Advance-CTR Mentored Research Awards (2018)
"Novel Digital Health Intervention to Promote Engagement in and Adherence to Medication-Assisted Treatment"
The state of Rhode Island has been especially impacted by the opioid epidemic with rates of overdose rising by 90% from 2011 to 2016. Medication for Opioid Use Disorder (MOUD) is associated with significant reductions in illicit opioid use. Buprenorphine, a partial opioid agonist, is one pharmacological option for MOUD that is growing in popularity because of its more flexible administration through office-based programs. Despite its many advantages, nearly half of participants drop-out or discontinue treatment prematurely. Distress tolerance (DT), defined as the perceived or actual ability to handle aversive physical or emotional states, is a transdiagnostic vulnerability factor implicated in the development and maintenance of substance use disorders. Targeting DT during substance use treatment may improve outcomes by promoting the ability to persist in goal directed activity (e.g., recovery) even when experiencing physical or emotional distress. Personalized feedback interventions (PFI) represent a promising method to effectively motivate engagement in and adherence to buprenorphine treatment. These interventions are generally brief, individually tailored, and have the potential to be delivered via mobile platforms (e.g., computers, text message). Dr.

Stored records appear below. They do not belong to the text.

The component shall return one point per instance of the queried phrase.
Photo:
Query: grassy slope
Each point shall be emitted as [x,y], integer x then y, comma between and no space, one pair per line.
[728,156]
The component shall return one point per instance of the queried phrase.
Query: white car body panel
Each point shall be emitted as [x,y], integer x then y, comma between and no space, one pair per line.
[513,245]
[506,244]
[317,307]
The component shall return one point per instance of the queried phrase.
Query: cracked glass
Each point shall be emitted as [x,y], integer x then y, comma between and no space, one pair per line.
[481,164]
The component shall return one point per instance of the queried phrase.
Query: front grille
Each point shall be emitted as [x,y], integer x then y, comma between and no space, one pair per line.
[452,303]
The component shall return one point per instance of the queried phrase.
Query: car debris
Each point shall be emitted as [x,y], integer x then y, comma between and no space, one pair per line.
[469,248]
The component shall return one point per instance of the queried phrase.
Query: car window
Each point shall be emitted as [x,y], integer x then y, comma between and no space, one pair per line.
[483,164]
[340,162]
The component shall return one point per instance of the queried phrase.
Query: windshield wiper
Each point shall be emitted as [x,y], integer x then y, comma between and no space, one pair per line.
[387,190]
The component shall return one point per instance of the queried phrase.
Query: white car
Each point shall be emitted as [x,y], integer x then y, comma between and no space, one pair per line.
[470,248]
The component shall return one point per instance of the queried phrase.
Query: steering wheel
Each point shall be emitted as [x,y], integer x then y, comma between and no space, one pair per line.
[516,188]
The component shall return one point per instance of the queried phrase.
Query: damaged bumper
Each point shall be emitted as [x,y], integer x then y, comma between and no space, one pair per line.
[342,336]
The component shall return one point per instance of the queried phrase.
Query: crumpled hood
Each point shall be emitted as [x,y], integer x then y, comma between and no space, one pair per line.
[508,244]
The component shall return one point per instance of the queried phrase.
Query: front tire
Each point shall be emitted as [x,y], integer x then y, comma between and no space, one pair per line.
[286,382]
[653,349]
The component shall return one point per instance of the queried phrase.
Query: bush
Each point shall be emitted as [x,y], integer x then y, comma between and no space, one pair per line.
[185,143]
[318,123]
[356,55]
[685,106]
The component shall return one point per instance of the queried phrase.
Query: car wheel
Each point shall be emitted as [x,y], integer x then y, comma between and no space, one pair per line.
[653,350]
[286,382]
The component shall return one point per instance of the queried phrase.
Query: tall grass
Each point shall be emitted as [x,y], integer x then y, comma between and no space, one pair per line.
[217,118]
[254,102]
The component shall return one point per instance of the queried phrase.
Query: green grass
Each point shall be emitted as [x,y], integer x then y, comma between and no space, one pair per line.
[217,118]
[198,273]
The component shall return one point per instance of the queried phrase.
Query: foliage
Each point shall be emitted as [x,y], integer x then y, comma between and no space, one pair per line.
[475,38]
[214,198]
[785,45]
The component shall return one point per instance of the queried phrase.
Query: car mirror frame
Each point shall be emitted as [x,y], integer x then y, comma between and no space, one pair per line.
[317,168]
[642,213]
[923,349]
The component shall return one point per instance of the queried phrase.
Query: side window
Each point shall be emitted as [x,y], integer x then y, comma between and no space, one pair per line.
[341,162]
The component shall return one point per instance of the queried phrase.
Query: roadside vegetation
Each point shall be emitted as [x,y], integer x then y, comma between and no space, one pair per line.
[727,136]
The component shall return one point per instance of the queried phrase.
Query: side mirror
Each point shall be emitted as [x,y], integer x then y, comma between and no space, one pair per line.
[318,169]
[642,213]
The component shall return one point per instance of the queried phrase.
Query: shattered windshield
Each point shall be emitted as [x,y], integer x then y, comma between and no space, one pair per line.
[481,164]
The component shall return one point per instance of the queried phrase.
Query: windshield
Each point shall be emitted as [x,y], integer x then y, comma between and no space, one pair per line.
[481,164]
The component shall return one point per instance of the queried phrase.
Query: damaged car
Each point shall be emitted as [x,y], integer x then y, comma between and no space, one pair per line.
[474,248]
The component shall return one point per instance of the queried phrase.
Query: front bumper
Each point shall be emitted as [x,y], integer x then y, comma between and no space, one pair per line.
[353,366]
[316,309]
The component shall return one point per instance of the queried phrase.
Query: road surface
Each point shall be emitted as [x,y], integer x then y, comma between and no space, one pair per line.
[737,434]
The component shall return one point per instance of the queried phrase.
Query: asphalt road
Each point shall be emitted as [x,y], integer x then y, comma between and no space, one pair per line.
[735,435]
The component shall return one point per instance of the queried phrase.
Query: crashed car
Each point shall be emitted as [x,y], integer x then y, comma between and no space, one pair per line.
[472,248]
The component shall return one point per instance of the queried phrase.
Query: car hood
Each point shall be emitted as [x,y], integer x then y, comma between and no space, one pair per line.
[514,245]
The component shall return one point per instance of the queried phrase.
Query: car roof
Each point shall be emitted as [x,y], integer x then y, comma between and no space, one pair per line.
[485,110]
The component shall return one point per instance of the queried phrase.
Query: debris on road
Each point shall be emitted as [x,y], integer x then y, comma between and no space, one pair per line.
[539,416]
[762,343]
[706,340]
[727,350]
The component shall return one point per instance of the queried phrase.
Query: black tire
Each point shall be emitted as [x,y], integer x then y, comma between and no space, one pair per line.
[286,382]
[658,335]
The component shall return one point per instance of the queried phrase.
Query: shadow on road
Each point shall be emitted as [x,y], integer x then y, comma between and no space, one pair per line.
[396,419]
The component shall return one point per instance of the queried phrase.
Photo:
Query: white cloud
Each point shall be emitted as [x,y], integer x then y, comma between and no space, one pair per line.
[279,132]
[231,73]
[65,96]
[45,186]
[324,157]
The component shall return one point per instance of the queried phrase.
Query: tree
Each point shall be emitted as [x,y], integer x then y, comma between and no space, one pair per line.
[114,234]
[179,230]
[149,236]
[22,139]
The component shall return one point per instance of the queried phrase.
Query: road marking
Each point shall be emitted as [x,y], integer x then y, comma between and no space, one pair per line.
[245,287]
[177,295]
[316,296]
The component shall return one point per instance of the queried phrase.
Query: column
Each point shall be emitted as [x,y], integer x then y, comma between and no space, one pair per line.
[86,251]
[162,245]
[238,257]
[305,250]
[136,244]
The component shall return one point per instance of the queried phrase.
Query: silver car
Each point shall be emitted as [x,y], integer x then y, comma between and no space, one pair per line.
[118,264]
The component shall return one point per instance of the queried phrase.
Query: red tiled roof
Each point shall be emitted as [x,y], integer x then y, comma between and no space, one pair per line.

Langdon’s long-term career goal is to conduct clinical translational research focused on the development and evaluation of novel digital health interventions to enhance engagement in and adherence to MOUD. Target areas for learning and professional development are directly linked to the specific aims of this research study, which include (1) the development and refinement of an interactive computer- and text message-delivered PFI, that incorporates DT skills training, for persons actively seeking outpatient MAT (PFIDT); and (2) pilot testing the efficacy of PFI-DT for increasing motivation, abstinence, adherence, and retention to treatment compared to a health education comparison condition.